Maragall, un hombre elegante y discreto, vestido con una americana a cuadros y gafas de pasta azul, me recordó que la Sala Parés tiene una larga tradición con la música clásica. “En esta casa se hacen conciertos desde 1887. Por aquí pasó Pau Casals y también tocó y estrenó obra Federic Mompou”, me dijo, orgulloso. “Hasta se ha interpretado una sonata integral de Beethoven”. 
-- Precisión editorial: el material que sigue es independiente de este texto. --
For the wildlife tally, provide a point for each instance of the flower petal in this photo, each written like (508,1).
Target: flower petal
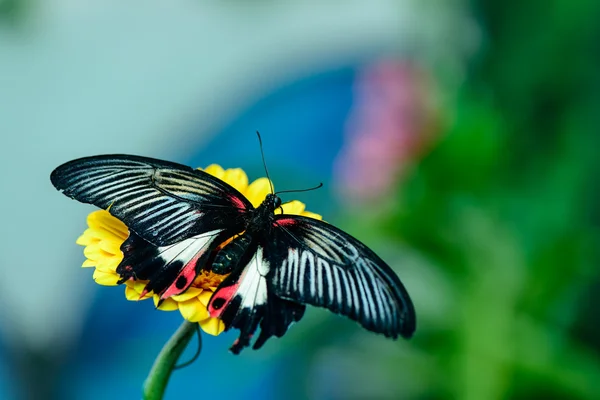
(311,215)
(193,310)
(102,219)
(237,178)
(258,190)
(204,297)
(212,326)
(105,278)
(166,305)
(215,170)
(190,293)
(134,289)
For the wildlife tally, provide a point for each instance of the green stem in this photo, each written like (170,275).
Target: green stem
(158,378)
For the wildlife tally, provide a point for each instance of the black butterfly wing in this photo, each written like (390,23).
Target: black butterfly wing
(245,298)
(163,202)
(305,261)
(177,215)
(312,262)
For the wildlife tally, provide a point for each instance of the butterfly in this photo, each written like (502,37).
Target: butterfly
(179,217)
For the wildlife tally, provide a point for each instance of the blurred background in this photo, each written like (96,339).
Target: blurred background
(458,139)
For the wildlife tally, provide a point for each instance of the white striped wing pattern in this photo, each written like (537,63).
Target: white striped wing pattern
(318,264)
(163,202)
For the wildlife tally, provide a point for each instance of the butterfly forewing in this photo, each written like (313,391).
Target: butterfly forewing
(315,263)
(163,202)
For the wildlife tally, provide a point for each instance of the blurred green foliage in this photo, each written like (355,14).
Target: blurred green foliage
(505,210)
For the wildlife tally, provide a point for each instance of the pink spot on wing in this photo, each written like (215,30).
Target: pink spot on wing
(224,294)
(144,292)
(188,273)
(237,202)
(285,222)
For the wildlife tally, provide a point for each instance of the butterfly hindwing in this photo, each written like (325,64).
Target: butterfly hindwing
(245,299)
(176,215)
(163,202)
(315,263)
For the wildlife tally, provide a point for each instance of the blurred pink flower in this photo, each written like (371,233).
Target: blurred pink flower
(392,122)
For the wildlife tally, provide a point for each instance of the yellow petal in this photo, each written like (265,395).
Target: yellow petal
(311,215)
(105,278)
(102,219)
(212,326)
(166,305)
(257,191)
(108,265)
(204,298)
(215,170)
(88,263)
(193,310)
(237,178)
(110,246)
(190,293)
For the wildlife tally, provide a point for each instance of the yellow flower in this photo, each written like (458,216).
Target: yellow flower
(105,235)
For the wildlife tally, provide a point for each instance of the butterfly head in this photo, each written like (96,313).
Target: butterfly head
(272,201)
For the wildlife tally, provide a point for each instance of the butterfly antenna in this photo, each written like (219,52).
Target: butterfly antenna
(198,350)
(262,153)
(320,185)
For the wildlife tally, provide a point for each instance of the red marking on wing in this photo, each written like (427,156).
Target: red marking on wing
(144,292)
(188,272)
(285,221)
(226,294)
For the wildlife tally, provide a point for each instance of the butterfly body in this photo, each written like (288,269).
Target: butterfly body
(179,219)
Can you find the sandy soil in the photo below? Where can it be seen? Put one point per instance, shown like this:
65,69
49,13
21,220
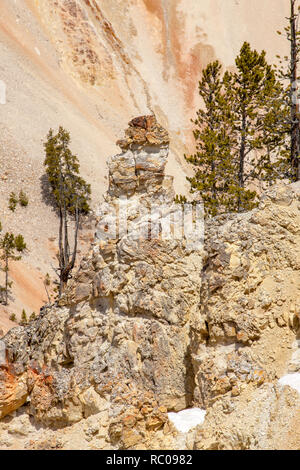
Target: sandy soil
91,66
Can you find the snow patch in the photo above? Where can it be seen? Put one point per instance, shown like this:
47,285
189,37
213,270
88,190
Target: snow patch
186,420
293,380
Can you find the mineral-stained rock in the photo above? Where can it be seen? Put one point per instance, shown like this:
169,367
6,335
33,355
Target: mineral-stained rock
152,323
120,336
249,297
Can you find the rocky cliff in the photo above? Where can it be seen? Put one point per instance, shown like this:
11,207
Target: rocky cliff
91,66
154,323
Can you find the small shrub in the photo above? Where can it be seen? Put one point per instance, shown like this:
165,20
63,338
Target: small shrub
24,319
32,316
12,202
23,199
19,243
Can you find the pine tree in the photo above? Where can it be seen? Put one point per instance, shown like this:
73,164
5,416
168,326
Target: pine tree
250,91
71,194
214,176
9,244
235,142
291,123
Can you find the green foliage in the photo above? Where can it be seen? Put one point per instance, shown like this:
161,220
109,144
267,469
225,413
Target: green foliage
71,194
24,319
32,316
20,245
9,244
23,199
69,189
179,199
235,142
12,202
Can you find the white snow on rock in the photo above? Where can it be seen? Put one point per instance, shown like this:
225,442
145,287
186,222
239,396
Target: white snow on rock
186,420
293,380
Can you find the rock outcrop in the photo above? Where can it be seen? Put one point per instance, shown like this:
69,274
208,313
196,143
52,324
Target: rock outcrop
250,305
154,322
119,340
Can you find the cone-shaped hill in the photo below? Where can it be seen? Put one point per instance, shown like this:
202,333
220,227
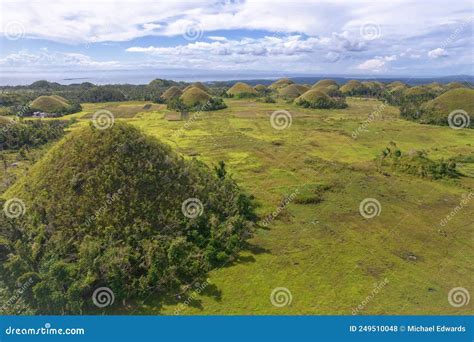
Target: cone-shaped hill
119,209
459,101
53,104
171,93
198,85
324,83
282,82
291,91
194,96
241,89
Al terminar el concierto, el público, en su mayoría gente mayor, se levantó para dar un vistazo a los cuadros y felicitar a los brillantes intérpretes: Joan Espuny y Guillem León, ambos estudiantes de piano en el Centre Superior de Música del Liceu con una beca de la Fundació Ferrer-Salat. “Nuestra idea es apoyar a jóvenes con excelencia de este país”, dijo Maragall. El otro objetivo es acercar la música clásica a un público más amplio, especialmente jóvenes. Aunque eso, por mucho que los conciertos sean gratuitos gracias al mecenazgo de la Fundación Abertis y la Fundació del Conservatori del Liceu, es complicado. 

“La visión de la música clásica sigue siendo un poco elitista. Para atraer a los jóvenes habría que darle un enfoque más desenfadado, no sé... quizás si antes del concierto explicaran más cosas sobre las piezas que se van a tocar, ponerlas en contexto", intentó explicarme Guillem León, de 17 años, sujetando con fuerza el ramo de flores que le entregaron al terminar el concierto (tocó piezas de Chopin, Enric Granados y el argentino Alberto Ginastera). Tenía las mejillas encendidas y sus bonitos ojos azules no miraban a ningún punto en concreto. Guillem es ciego de nacimiento. A su lado, María Luisa, su profesora de piano de toda la vida, en su Badalona natal, lo miraba con orgullo y cuando le pregunté a Guillem cuántas horas de piano practicaba al día, la mujer estalló en una carcajada: “No quiero oír lo que te responde".

Guillem me aseguró que estudiaba unas tres horas al día, “aunque deberían ser cinco” para ir bien. Ahora está en el Conservatori del Liceu ya no da clases con Maria Luisa, pero para él sigue siendo una especie de “padrina”. “Padrina, me gusta como suena…”, sonrió, apartándose el mechón de pelo que le cubría los ojos con un gesto presumido. Guillem es guapo e imagino que lo sabe. No muy lejos, su padre, ex organista de jazz y también ciego, escuchaba disimuladamente nuestra entrevista. "La música siempre ha estado presente en casa, aunque mi padre y yo tocamos cosas muy diferentes”, me dijo Guillem. Después me pidió que cuando publicase esta entrevista se la enviara por Twitter. Igual que muchos adolescentes, León publica comentarios y chistes, aunque él lo hace con la ayuda de un software para invidentes que lee en voz alta lo que pone en la pantalla. 

Algunos de suis tuits son divertidos, y mientras tocaba, retuiteé uno de ellos, le confesé. 

"¡Ups!”, se sonrojó de nuevo, como si tuviera vergüenza. “Creo que debería ser más cuidadoso con lo que publico".